Maersk’s experience shows that individual companies - even multibillion-dollar companies - cannot keep up (or for that matter, be expected to keep up) with protecting themselves from the threat of state-sponsored cyberterrorism.
Drastic times call for drastic measures
Our economy has evolved from a manufacturing base to technology services. Our national economic well-being depends on the internet, which, as recent hacking has illustrated, is something over which we exert less control than we think we do. Given the prevalence and proliferation of state-sponsored cyberterrorism, how do we best protect our internet-based government and economic viability going forward?
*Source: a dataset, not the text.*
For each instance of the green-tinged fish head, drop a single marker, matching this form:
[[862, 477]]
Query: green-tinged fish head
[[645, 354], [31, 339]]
First, we need to establish mutually agreed-upon boundaries for cyber operations. That starts with a new Geneva Convention-type agreement on cyberwarfare. Yes, it will probably have to be orchestrated in concert with the United Nations (perhaps specifically the Security Council), and yes, it must include state sponsors of cyberterrorism like Russia and China. And the boundaries it dictates must be enforceable based on detection: Potential economic and political penalties for violation must be severe enough to serve as an effective deterrent, ideally leading to mutual detente. Couple that with a unified front against rogue state activities (looking your way, Iran and North Korea), and we might be onto something.
Second (if feasible), we need to install a mechanism (i.e., a big red button) that, when used in a time of catastrophic emergency, activates internet isolation. This kind of isolation technology would presumably be tied to logical and physical infrastructure assets (e.g., lifting the drawbridge on the moat around the United States internet), but with international diplomatic support, it could also be punitive toward a specific region or country (“That’s it, Rogue State. You’ve just lost your internet privileges.”).
Yes, it’s still extreme. Yes, it may be politically untenable or even technically impossible. But we need to start a blunt, serious conversation on destructive state-sponsored cyber activities. Because if we don’t do something soon, the next “unsanctioned” Fancy Bear attack will hit. And it will hurt. And it won’t be just Danish shipping conglomerates paying the price.